In this study, we found that schizophrenia increased the risk of severe asthma exacerbation. Patients with schizophrenic disorder usually have low adherence to asthma treatment and adopt risky health behaviors such as smoking.[34] Including these patients in the analysis might bias the results. However, the magnitude of the effect was not altered after excluding patients with schizophrenia (Table 3).

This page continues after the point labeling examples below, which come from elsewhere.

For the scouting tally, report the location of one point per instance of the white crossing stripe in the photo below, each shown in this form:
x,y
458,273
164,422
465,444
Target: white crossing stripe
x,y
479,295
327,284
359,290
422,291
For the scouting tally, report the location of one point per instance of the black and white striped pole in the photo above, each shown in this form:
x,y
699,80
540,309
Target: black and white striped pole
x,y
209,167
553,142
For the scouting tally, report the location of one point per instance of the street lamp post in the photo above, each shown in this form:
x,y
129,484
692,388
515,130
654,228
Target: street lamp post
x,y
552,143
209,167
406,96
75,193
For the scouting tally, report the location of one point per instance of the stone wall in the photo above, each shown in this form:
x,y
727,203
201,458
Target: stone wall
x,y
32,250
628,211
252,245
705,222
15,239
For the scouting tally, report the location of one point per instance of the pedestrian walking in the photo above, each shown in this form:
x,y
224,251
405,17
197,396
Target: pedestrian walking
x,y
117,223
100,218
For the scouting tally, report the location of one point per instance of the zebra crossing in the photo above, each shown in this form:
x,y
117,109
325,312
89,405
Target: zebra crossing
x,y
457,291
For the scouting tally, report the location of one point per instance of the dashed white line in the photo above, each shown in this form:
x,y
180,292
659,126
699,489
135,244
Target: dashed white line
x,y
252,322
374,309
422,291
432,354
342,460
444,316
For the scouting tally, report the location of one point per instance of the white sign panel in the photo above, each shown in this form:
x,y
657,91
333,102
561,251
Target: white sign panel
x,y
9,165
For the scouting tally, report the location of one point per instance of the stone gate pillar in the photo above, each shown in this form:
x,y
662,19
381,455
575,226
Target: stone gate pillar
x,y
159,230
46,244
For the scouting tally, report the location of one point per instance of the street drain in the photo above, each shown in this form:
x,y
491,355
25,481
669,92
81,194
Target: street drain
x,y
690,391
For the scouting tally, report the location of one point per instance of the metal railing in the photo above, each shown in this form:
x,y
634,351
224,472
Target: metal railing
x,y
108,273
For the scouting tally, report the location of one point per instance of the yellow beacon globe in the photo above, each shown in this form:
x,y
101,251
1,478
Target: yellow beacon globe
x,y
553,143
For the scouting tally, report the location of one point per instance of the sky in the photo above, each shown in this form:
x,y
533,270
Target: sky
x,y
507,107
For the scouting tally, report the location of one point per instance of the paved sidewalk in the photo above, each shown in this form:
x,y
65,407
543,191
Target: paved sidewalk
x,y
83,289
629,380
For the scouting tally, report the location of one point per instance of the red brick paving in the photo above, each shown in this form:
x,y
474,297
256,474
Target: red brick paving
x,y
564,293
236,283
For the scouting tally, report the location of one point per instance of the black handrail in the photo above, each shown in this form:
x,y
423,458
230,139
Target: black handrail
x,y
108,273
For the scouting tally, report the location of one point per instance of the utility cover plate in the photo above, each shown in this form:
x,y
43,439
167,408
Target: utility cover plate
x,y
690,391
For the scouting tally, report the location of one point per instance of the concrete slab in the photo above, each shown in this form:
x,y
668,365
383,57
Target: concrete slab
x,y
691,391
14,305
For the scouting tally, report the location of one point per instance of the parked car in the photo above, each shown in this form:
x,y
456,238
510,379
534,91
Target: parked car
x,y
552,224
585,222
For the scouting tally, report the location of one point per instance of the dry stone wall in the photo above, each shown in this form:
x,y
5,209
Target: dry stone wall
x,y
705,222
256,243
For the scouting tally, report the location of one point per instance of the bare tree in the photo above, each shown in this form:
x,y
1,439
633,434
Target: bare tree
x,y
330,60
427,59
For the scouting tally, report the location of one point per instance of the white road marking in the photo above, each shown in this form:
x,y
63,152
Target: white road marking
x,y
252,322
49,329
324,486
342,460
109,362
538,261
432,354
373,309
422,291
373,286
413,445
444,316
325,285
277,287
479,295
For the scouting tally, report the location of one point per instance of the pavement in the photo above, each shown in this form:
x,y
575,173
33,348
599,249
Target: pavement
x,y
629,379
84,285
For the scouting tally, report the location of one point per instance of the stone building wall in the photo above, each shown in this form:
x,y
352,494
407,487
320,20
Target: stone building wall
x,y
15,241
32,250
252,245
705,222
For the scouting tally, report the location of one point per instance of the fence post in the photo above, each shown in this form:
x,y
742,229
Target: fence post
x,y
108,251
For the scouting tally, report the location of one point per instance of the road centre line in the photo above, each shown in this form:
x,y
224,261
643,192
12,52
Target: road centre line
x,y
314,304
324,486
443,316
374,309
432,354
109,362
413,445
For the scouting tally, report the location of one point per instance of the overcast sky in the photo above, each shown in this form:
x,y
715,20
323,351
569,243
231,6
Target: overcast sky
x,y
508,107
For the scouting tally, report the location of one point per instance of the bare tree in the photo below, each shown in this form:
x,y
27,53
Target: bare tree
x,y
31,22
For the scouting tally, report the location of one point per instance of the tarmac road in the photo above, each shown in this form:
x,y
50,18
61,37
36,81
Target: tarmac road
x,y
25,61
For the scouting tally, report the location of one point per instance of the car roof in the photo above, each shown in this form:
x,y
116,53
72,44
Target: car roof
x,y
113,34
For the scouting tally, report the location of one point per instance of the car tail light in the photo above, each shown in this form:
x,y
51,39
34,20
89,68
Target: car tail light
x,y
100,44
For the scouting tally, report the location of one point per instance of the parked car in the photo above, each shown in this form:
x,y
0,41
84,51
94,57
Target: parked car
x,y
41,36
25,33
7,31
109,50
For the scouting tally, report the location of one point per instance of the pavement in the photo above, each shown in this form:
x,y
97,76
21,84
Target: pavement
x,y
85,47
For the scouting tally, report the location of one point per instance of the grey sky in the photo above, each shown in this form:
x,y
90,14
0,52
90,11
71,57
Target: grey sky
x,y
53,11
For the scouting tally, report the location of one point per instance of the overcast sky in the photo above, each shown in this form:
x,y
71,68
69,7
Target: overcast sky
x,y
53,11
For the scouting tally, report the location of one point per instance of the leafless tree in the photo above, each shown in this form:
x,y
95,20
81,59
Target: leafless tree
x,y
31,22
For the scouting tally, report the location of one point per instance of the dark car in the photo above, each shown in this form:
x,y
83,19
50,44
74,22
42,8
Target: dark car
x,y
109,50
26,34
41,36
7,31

Several limitations must be acknowledged in our study. First, the claims data did not include important information such as disease severity and pulmonary function data and we did not take different phenotypes of asthma into consideration. Nevertheless, we adjusted for the use of different inhaled bronchodilators or their combinations, which could be regarded as a surrogate for asthma severity. Consequently, the results were not significantly biased. Second, the diagnoses of asthma and its acute exacerbation should be based on medical history and physical examination instead of ICD codes only. Nevertheless, the accuracy of diagnostic record for asthma in NHIRD had been validated.[16] We further defined newly diagnosed asthma patients as those who had more than one inpatient or two outpatient visits and excluded subjects with the same diagnosis within the prior 2 years. Severe asthma exacerbation was also defined as an acute exacerbation leading to ED visits or hospitalization in combination with the use of short-acting bronchodilators and systemic steroids. Such strict definitions strengthen the validity of our results. Third, adherence to antipsychotics and other medications could not be confirmed using the claims data. Nevertheless, our study used a case-crossover design, in which drug compliance during the case and control period was supposed to be the same. This factor would not significantly affect the results. Forth, we did not include smoking status into the regression model because NHIRD lacks information on smoking status. However, in our case crossover study design, the time interval between the control period and the case period is 60 days, and the smoking status of each enrolled subject may not change in the short period of time. About 70% of enrolled patient in our study cohort were female. The smoking prevalence of women over 18 years old in Taiwan was 3.9–5.5% during the enrolled period of this study.[35] In our study, the impact of smoking on asthma severe exacerbation might be small.